Few thought there could be worse than Boris Johnson and then along comes Liz Truss. Likewise, the catastrophe of the Chancellor’s mini-budget continues to wreak havoc, lurching our economy further towards the abyss, the unfairness of it now superseded by the disaster it’s unleashing on our economy.

Pension funds were threatened and now it’s the calamity of rising interest rates. The former action is quite incredible. But hey ho, his rich pals wanted their tax cuts and hedge funds were waiting to pounce, with us paying the price. So on he plunged.

Now those on mortgages will be fearful of what winter might bring – and that’s along with the energy bills they will be expected to pay.

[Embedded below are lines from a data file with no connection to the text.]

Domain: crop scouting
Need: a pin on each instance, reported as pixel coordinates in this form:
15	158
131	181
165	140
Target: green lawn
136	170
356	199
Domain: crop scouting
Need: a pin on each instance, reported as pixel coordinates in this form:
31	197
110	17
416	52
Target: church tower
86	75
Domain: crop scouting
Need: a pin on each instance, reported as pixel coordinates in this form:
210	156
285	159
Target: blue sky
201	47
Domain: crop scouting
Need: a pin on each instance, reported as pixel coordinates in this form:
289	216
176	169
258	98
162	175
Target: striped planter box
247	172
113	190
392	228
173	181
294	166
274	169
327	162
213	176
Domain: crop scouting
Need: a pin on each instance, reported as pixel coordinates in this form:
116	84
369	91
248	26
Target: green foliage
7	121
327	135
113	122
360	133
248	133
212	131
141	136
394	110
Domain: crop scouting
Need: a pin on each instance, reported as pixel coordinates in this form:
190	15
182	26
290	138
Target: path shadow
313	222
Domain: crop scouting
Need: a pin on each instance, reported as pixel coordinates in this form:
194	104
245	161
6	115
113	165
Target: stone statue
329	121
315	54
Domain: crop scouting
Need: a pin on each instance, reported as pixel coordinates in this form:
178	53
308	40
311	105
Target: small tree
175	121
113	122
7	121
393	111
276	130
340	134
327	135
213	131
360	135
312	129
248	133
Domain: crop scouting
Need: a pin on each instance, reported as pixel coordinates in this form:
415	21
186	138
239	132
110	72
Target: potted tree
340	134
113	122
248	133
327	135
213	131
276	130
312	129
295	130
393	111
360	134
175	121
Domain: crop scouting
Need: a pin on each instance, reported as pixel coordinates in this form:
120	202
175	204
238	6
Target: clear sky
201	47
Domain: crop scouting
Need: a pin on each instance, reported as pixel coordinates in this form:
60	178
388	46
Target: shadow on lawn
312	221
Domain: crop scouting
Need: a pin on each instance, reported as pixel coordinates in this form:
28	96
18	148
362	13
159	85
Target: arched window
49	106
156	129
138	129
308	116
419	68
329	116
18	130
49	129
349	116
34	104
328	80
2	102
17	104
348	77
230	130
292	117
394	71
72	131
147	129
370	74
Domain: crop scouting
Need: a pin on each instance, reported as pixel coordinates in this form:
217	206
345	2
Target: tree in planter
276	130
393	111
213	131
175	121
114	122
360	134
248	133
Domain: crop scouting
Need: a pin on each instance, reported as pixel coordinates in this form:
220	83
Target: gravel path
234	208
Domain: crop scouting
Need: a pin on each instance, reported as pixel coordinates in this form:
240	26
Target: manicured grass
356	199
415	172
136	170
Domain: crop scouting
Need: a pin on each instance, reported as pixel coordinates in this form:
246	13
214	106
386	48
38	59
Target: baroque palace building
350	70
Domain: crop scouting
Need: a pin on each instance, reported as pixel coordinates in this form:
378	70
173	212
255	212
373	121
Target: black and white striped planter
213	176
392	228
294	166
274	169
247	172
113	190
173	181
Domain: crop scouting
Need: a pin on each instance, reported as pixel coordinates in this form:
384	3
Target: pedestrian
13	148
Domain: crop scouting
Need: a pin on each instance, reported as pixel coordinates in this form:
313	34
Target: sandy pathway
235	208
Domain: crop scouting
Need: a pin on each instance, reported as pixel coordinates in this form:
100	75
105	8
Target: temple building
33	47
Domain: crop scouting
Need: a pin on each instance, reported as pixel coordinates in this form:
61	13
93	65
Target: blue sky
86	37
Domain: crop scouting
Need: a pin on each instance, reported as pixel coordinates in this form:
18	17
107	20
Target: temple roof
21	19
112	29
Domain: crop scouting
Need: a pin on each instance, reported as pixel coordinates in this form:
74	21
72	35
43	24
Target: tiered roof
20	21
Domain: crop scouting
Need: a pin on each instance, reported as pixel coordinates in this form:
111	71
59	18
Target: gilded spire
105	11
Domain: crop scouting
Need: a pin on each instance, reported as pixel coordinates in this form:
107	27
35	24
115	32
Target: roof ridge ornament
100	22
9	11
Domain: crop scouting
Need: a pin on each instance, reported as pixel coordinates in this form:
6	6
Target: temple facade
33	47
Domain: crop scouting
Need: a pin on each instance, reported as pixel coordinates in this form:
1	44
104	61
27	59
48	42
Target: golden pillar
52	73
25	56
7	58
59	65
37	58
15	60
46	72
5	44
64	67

If interest rates go to six per cent as is predicted, it will be even higher for mortgages. Families will be expected to find several hundred pounds more per month when they’re already struggling. Even those on fixed rates know that a day of reckoning will come. How are they to prepare for that? Wages aren’t rising anything like the cost of living.

The effect on businesses is just as harmful. All these tax cuts were supposed to see a surge in growth but rising interest rates will see businesses fold. Many businesses operate on overdraft. It’s just part of the job and they can’t operate without it. It was that way in my legal practice as it is for my friend in his joinery firm.

Rising interest rates will hammer them as overdraft rates, as with mortgages, are higher than the base rate. This means that businesses already operating on the edge, struggling to meet energy bills, might go to the wall. That will apply across the board to those offering professional services as to those doing trades. Firms that were built through hard work and effort over years and sometimes generations will crash.

This is incalculable self-harm to our economy. Johnson only said “F business”, Kwarteng’s now doing it.